Zeitgerechte Arbeitswelt

Welche Fähigkeiten braucht die Polizei für die Zukunft?

Mit unserem Leitantrag (siehe DP NI 06/2022, Seite 3) haben wir auf dem Landesdelegiertentag 2022 eine zeitgerechte Arbeitswelt gefordert. Bereits heute gibt es in unserer Organisation zahlreiche Ansätze, die unser Arbeiten zukunftsgerichtet gestalten sollen. Einige möchten wir euch in einer losen Serie vorstellen.

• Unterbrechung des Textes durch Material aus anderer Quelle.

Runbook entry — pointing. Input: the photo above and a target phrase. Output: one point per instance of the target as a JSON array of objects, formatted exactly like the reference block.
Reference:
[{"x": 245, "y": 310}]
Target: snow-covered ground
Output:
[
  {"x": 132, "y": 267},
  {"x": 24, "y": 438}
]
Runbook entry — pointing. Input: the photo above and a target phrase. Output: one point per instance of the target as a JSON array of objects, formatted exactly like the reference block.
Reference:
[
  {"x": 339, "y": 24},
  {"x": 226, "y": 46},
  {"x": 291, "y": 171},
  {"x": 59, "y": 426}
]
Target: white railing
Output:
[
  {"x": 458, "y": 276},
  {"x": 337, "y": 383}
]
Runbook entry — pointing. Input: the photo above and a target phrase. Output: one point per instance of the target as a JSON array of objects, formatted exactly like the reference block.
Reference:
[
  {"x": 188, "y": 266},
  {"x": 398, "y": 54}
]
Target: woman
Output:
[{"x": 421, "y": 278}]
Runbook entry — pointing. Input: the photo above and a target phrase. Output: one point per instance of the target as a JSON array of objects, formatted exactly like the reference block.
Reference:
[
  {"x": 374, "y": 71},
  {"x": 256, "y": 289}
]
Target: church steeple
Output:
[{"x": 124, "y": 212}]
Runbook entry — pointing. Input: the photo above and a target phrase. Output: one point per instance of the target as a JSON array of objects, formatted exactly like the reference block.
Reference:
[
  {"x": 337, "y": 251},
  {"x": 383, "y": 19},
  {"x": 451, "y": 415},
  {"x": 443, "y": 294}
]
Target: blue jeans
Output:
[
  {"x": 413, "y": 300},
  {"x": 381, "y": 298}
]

Den Anfang macht Ronja Anke Deegener aus dem Projekt „Bildung neu denken“ zum Baustein „Wissen“.

Sich stetig wandelnde Kriminalitätsformen, sich ändernde (digitale) Anwendungen oder gesamtgesellschaftliche Veränderungen prägen Organisationen wie die Polizei und führen zu veränderten Anforderungen an jede Einzelne und jeden Einzelnen. Bewährte Fähigkeiten wie Bürger/-innenorientierung, Organisationsfähigkeit, Entscheidungsfähigkeit, Kontaktfähigkeit oder auch Teamfähigkeit bleiben selbstverständlich wichtig oder nehmen gar an Bedeutung zu. Allerdings rücken in Zukunft zusätzlich weitere Fähigkeiten ins Blickfeld, um handlungsfähig zu bleiben.

Lebenslanges Lernen

Die erhöhte Geschwindigkeit und Komplexität unseres Umfeldes führen dazu, dass die Halbwertszeit unseres Wissens immer mehr sinkt. Lebenslanges Lernen wird erforderlicher denn je. Dazu gehört auch das informelle Lernen – also das Lernen im und durch den Alltag. Die Polizei Niedersachsen führte zu diesem Zweck bereits 2020 das Polizeiinterne Soziale Netzwerk null 1|5 ein und plant den Einsatz eines Lern-Management-Systems. Die Lernkultur wandelt sich. Um das damit einhergehende Potenzial zu nutzen, braucht es aber auch die Fähigkeit lebenslang zu lernen, denn das bedeutet auch, selbst organisiert Inhalte zu erlernen – zum Beispiel in Form von Lernpfaden und -modulen im digitalen Raum.

Zukunftskompetenzen

Darüber hinaus braucht die Polizei neben den ausgeprägten fachlichen Fähigkeiten ebenfalls die sogenannten übergeordneten Zukunftskompetenzen. Denn wir stehen vor der Aufgabe, die Menschen in der Polizei auf etwas vorzubereiten, was gegenwärtig noch gar nicht existiert. So zum Beispiel auf die Nutzung von Technologien, die noch gar nicht entwickelt sind, um Probleme zu lösen, von denen wir heute noch gar nichts wissen. Es bedarf also neben klassischen Fähigkeiten wie Lösungsfähigkeit, Kommunikation, Resilienz und Eigeninitiative auch technologischer und digitaler Fähigkeiten wie IT-Affinität, Kollaboration und Agilität.

Transformative Fähigkeiten

Doch besonders wichtig sind die transformativen Fähigkeiten – Fähigkeiten, um stetigen Wandel adäquat begleiten zu können. Diese ermöglichen Menschen, sich gesellschaftlicher Herausforderungen bewusst zu werden und entsprechende Lösungen zu entwerfen. Dazu gehören Urteilsfähigkeit, Dialog- und Konfliktfähigkeit sowie auch Innovations- und Veränderungsfähigkeit. Für die zwei letztgenannten Fähigkeiten entwickelt die Polizeiakademie Niedersachsen im Kontext des Gesamtprojektes „Bildung neu denken” aktuell einen Lernpfad, der Impulse, Wissen und Übungen bereithalten wird, um die Fähigkeit zu stärken, Wandel zu begleiten und zukunftsweisend zu gestalten. Auch wenn es bereits zur Kernarbeit der Polizei gehört, auf Veränderungen zu reagieren, wird diese Fähigkeit zukünftig noch viel mehr gefordert sein und muss in der Aus- und Fortbildung der Polizei verstärkt Berücksichtigung finden.